Antimicrobial peptides (AMPs) are a class of short cationic polypeptides induced by pathogens infection, ultraviolet radiation, temperature or other environmental stresses, exhibiting broad-spectrum antimicrobial activity and playing significant immunomodulatory roles [11]. Natural AMPs originate either from specialized AMP genes (including piscidins, defensins, and cathelicidins) or are produced through proteolytic cleavage of proteins encoded by AMP-containing genes (such as histone, NK-lysin, and chemokine genes) [12]. In practical aquaculture, development of resistance to conventional antibiotics had caused a major economic loss, which led to considerable attention to the potential applications of AMPs. The immunomodulatory functions of various AMPs have drawn much more attention, especially from AMP-containing genes in recent years. Some AMPs from teleost also show potential application for drug development. For example, grass carp IFN1 derived AMPs were reported to have antimicrobial and anti-inflammatory effects in mammals [13].

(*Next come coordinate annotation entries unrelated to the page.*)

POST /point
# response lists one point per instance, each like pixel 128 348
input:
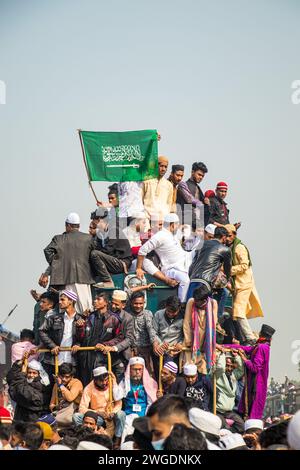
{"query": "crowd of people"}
pixel 100 370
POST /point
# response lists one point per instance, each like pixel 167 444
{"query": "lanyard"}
pixel 136 394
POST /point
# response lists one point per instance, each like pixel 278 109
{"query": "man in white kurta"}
pixel 174 260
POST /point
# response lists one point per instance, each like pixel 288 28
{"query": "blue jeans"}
pixel 221 297
pixel 119 420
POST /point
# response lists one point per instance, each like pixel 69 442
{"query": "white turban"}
pixel 36 365
pixel 190 369
pixel 136 360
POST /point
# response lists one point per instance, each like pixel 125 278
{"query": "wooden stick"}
pixel 56 374
pixel 214 392
pixel 110 384
pixel 246 395
pixel 85 164
pixel 161 363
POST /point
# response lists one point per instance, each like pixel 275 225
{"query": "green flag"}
pixel 120 156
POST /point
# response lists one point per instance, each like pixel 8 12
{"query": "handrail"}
pixel 83 348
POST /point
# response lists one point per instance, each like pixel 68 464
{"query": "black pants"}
pixel 104 265
pixel 238 425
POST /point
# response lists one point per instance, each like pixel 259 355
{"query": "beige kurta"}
pixel 188 333
pixel 157 195
pixel 246 302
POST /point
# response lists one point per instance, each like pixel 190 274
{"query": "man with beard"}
pixel 101 329
pixel 144 332
pixel 138 391
pixel 198 387
pixel 170 382
pixel 95 397
pixel 174 260
pixel 30 390
pixel 175 178
pixel 246 302
pixel 59 330
pixel 117 306
pixel 157 193
pixel 190 197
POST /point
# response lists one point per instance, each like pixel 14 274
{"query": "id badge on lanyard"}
pixel 135 407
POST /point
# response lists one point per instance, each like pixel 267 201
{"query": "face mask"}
pixel 158 445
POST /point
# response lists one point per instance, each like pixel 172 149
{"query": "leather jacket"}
pixel 208 261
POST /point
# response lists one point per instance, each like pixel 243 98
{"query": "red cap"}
pixel 5 417
pixel 209 193
pixel 222 185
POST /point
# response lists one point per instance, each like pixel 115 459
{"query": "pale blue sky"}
pixel 213 77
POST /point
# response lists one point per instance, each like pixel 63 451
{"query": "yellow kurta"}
pixel 188 333
pixel 246 302
pixel 157 196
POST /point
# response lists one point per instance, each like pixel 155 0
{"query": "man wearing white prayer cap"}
pixel 117 306
pixel 30 390
pixel 170 382
pixel 68 256
pixel 209 232
pixel 174 260
pixel 58 331
pixel 233 442
pixel 293 433
pixel 209 424
pixel 138 391
pixel 198 386
pixel 95 398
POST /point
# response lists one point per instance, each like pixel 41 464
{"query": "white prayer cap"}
pixel 210 228
pixel 119 295
pixel 225 432
pixel 139 215
pixel 190 369
pixel 86 445
pixel 170 218
pixel 171 366
pixel 35 365
pixel 293 434
pixel 127 446
pixel 232 441
pixel 70 294
pixel 205 421
pixel 73 218
pixel 254 424
pixel 59 447
pixel 136 360
pixel 100 371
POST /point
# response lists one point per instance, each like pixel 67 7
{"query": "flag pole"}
pixel 84 161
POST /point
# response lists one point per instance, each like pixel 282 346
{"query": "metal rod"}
pixel 110 384
pixel 161 363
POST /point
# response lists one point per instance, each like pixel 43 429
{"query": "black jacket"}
pixel 200 393
pixel 218 211
pixel 68 255
pixel 51 333
pixel 197 192
pixel 208 261
pixel 32 399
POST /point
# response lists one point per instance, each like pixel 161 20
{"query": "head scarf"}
pixel 35 365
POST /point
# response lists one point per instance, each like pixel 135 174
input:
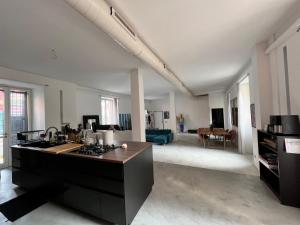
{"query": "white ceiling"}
pixel 206 42
pixel 85 55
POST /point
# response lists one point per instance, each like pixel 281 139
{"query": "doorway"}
pixel 13 119
pixel 245 127
pixel 217 116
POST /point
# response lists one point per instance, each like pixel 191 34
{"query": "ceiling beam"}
pixel 108 20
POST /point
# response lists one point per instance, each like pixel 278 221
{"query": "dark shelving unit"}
pixel 283 179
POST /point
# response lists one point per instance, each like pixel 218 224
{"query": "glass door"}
pixel 4 94
pixel 18 114
pixel 13 119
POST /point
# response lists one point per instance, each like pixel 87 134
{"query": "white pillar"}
pixel 172 118
pixel 137 106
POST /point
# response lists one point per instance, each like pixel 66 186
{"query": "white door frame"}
pixel 6 137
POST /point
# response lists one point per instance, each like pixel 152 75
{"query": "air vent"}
pixel 122 22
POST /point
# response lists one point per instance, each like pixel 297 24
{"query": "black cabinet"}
pixel 282 178
pixel 110 191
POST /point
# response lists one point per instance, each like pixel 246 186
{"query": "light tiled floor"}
pixel 188 151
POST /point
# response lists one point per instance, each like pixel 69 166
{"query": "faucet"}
pixel 49 128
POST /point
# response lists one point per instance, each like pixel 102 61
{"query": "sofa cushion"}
pixel 161 139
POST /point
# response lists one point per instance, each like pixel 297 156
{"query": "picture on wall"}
pixel 234 112
pixel 253 119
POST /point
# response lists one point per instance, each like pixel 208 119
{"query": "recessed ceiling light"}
pixel 53 54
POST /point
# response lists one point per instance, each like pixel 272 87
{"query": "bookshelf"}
pixel 279 170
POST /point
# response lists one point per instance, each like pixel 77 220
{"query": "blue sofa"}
pixel 159 136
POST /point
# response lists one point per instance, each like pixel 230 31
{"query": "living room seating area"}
pixel 159 136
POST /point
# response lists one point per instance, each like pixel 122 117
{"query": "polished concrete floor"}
pixel 189 151
pixel 183 194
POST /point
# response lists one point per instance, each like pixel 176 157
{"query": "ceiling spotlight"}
pixel 53 54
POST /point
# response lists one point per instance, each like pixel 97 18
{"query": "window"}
pixel 109 111
pixel 18 113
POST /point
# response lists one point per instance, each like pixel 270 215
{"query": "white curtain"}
pixel 109 111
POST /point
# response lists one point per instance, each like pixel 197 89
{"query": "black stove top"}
pixel 95 150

Genome-wide screening is an effective high-throughput method to identify putative AMPs. With the availability of high-quality genome assemblies, numerous putative AMP sequences were successfully predicted and validated in various fishes, such as giant grouper [14], lined seahorse [15], amphibious mudskippers [16], and black rockfish [17]. The genome-wide prediction enables systematic characterization of AMP-containing genes in target species, revealing their abundance, diversity, and genomic organization, which are essential for investigation of antibacterial mechanisms, immune modulation, host-pathogen coevolutionary adaptation, as well as drug development.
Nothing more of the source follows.